The DoD plans to provide drinking water treatment for wells off base that don't meet the new standards and also will develop cleanup plans for those sites within a five-year timeframe set by the EPA, Ditchey added.
"The department supports EPA's development of a nationwide drinking water standard for PFAS that applies to everyone," Ditchey wrote. "DoD has been preparing to implement the final rule for both our on-base DoD drinking water systems and within our cleanup program."
A federal study of U.S. military firefighters published last year showed a direct link between PFAS chemicals and testicular cancer[4], and the chemicals also have been tied to kidney cancer.

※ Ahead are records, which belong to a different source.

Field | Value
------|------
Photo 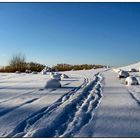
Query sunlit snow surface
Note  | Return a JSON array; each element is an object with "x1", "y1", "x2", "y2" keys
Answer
[{"x1": 0, "y1": 69, "x2": 140, "y2": 137}]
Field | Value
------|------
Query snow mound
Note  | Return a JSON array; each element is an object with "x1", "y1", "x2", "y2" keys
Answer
[
  {"x1": 41, "y1": 70, "x2": 47, "y2": 75},
  {"x1": 32, "y1": 71, "x2": 37, "y2": 74},
  {"x1": 45, "y1": 79, "x2": 61, "y2": 88},
  {"x1": 15, "y1": 71, "x2": 20, "y2": 74},
  {"x1": 118, "y1": 70, "x2": 129, "y2": 78},
  {"x1": 120, "y1": 62, "x2": 140, "y2": 71},
  {"x1": 125, "y1": 76, "x2": 139, "y2": 86},
  {"x1": 61, "y1": 74, "x2": 69, "y2": 79},
  {"x1": 25, "y1": 70, "x2": 31, "y2": 73},
  {"x1": 50, "y1": 75, "x2": 61, "y2": 80},
  {"x1": 129, "y1": 68, "x2": 138, "y2": 72}
]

PFAS chemicals also have been linked to certain other types of cancer, increased cholesterol, high blood pressure in pregnant women, lower birth weights and decreased immune response to vaccines.
EPA officials estimate that the federal rule will reduce PFAS exposure in drinking water for about 100 million people. When the announcement was made, environmental advocates praised the move -- the first time in nearly 30 years the EPA has added a standard for new contaminants.
"Today, we can celebrate a huge -- and long overdue -- victory for public health in this country," Robert Bilott, a Cincinnati-based environmental attorney who has represented members of class-action suits against chemical manufacturers DuPont and 3M, said in a statement.
"The U.S. EPA is finally moving forward to protect drinking water across the United States by adopting federally enforceable limits on some of the most toxic, persistent and bioaccumulative chemicals ever found in our nation's drinking water supply," Bilott added.
The Pentagon announced last year it would stop buying firefighting foams containing PFAS chemicals and halt their use altogether by the end of 2024. While the services have largely phased out the use of aqueous film forming foams containing PFAS for training, the chemicals are still used to fight fires on ships and submarines and in aircraft hangars and locations such as fuel farms, since an effective substitute has yet to be developed.
There are thousands of different types of PFAS compounds, known as "forever chemicals" because they are difficult to destroy and don't break down naturally in the environment.
They accumulate in the bloodstream and soft tissue of the human body, and nearly every American has some level of contamination.
The new EPA rules also set individual limits for three other compounds -- PFHxS, PFNA and GenX -- of 10 parts per trillion and institute a "hazard index," or recommended threshold, for those chemicals when combined with the PFAS compound PFBS.
According to Ditchey, the DoD expects that, after it reexamines drinking water supplies or after its ongoing community testing and cleanup, "a significant number of additional wells will require treatment."
"DoD will first prioritize locations where known levels of PFAS in drinking water from DoD activities are the highest. To expedite implementation of more enduring solutions, the DoD will focus on installing treatment systems, such as whole house filters," Ditchey said.
The Pentagon has requested $1.6 billion in its fiscal 2025 budget for PFAS cleanup of contaminated sites. The funding is $100 million more than the department's fiscal 2024 request.
The DoD maintains a website[5] that provides information about its efforts to investigate and clean up contamination related to military activities.